The team, headed by Professor of Health Sciences and Biological Sciences Jens Coorssen, discovered that the levels of certain proteins found in the mother’s blood during the first trimester can potentially act as early predictors or biomarkers of premature birth.
“There aren’t any good markers of preterm birth, even in the second and third trimester,” says Coorssen. “The idea was, can we identify markers in the blood samples of women taken during their first routine checkup between 11 and 13 weeks?”
Preterm birth, which occurs before 37 weeks, is the leading cause of death in children under the age of five, according to the World Health Organization.
The research team, consisting of Coorssen, PhD student Arlene D’Silva and University of Sydney researcher Jon Hyett, analyzed blood samples from 20 women who were each around 12 weeks pregnant.
The researchers examined the total set of proteins contained in a part of the blood called serum.
“We were looking to see if there are different levels of specific proteins in the blood of women who go on to have a normal term delivery versus women who go on to have a pre-term delivery,” he says. “That way we can identify women at risk early and cut down on emergency interventions, and the complications often associated with premature birth.”

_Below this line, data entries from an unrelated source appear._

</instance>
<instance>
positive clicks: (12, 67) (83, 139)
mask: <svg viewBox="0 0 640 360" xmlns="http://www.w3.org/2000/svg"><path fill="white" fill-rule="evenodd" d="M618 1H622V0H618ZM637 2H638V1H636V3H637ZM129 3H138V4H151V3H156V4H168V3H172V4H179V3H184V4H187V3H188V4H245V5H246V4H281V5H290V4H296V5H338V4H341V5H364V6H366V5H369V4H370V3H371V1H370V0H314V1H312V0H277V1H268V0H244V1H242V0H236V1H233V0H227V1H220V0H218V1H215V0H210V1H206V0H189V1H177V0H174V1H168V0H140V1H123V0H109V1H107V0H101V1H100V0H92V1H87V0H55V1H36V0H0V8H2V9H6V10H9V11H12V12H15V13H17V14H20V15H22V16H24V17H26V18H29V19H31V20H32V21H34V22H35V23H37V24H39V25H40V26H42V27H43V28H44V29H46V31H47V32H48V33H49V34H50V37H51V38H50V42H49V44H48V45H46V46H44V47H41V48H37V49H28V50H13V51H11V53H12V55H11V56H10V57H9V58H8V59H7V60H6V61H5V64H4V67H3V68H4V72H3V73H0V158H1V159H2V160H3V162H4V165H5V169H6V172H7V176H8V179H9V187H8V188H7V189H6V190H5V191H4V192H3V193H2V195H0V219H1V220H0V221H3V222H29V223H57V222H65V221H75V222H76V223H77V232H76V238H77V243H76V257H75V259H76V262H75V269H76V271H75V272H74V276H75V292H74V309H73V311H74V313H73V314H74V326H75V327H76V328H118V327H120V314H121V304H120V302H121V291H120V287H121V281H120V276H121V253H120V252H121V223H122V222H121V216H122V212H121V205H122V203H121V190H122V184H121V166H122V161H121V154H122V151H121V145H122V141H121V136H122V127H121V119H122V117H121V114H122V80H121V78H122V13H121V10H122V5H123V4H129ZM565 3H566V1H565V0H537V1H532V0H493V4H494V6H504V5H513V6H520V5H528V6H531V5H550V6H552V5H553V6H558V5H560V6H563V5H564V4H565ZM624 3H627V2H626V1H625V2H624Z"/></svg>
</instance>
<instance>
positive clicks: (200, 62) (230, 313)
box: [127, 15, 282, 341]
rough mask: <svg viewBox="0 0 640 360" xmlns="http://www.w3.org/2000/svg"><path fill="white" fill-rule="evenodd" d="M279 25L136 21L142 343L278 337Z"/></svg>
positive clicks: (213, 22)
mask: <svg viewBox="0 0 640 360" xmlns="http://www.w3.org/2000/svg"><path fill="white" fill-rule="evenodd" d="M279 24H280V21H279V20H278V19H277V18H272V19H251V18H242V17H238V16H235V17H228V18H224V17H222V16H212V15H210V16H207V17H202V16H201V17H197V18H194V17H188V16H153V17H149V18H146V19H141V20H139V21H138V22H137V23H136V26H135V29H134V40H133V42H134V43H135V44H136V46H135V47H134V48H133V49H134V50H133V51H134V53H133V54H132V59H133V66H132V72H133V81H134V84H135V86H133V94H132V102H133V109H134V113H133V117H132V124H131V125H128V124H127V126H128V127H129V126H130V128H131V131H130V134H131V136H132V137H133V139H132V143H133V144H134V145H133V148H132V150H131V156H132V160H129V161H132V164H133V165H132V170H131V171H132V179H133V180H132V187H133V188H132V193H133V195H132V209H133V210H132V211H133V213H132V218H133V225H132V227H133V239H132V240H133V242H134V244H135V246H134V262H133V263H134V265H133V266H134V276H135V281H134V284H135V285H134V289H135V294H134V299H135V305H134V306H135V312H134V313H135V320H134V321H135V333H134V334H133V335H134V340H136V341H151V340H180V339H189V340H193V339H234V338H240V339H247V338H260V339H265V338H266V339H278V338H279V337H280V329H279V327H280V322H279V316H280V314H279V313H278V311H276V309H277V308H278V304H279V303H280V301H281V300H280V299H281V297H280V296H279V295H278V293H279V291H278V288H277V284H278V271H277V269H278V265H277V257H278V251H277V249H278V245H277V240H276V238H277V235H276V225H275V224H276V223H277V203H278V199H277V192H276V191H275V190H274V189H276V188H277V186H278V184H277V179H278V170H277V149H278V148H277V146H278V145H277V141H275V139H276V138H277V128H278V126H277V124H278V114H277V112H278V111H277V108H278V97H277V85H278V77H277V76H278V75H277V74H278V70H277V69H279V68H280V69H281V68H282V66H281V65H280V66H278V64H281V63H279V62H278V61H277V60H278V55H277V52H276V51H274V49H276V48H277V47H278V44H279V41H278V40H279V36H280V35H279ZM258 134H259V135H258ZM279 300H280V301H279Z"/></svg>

Those women subsequently experiencing a preterm birth had significantly higher or lower levels of 30 different protein species, 20 of which included specific modifications that can alter their functions or locations.
They also have lower levels of complement C3, a protein that, when activated, kills invading microbes without damaging surrounding tissues. The protein becomes active when encountering a bacteria, virus or other harmful substance.
These and other findings are in the team’s paper, “Proteomic analysis of first trimester maternal serum to identify candidate biomarkers potentially predictive of spontaneous preterm birth,” published Feb. 13 in the Journal of Proteomics.
Coorssen says researchers don’t know what causes these protein levels to change, or which of these proteins might be linked more directly to cellular processes that may cause preterm labour.
“Understanding the cellular and molecular processes involved in preterm labour, which is also part of the ongoing project, is the only route to developing new, targeted medicines,” he says.
“What we’re immediately interested in right now, though, is if there is a way to identify these women at risk early so that they can be better monitored and managed so as to avoid a preterm event.”
Coorssen says future research would focus on expanding the number of research participants and focusing more on mechanisms as well.
The World Health Organization says 15 million babies — one in 10 — are born too early every year, with one million children dying each year due to complications of preterm birth. Many survivors face a lifetime of disability, including breathing issues, learning disabilities and visual and hearing problems. The agency lists a number of measures during pregnancy to avoid preterm births, such as antenatal steroid injections, nutritional counselling, avoiding tobacco and drug use, and “a minimum of eight contacts with health professionals” to identify risk factors.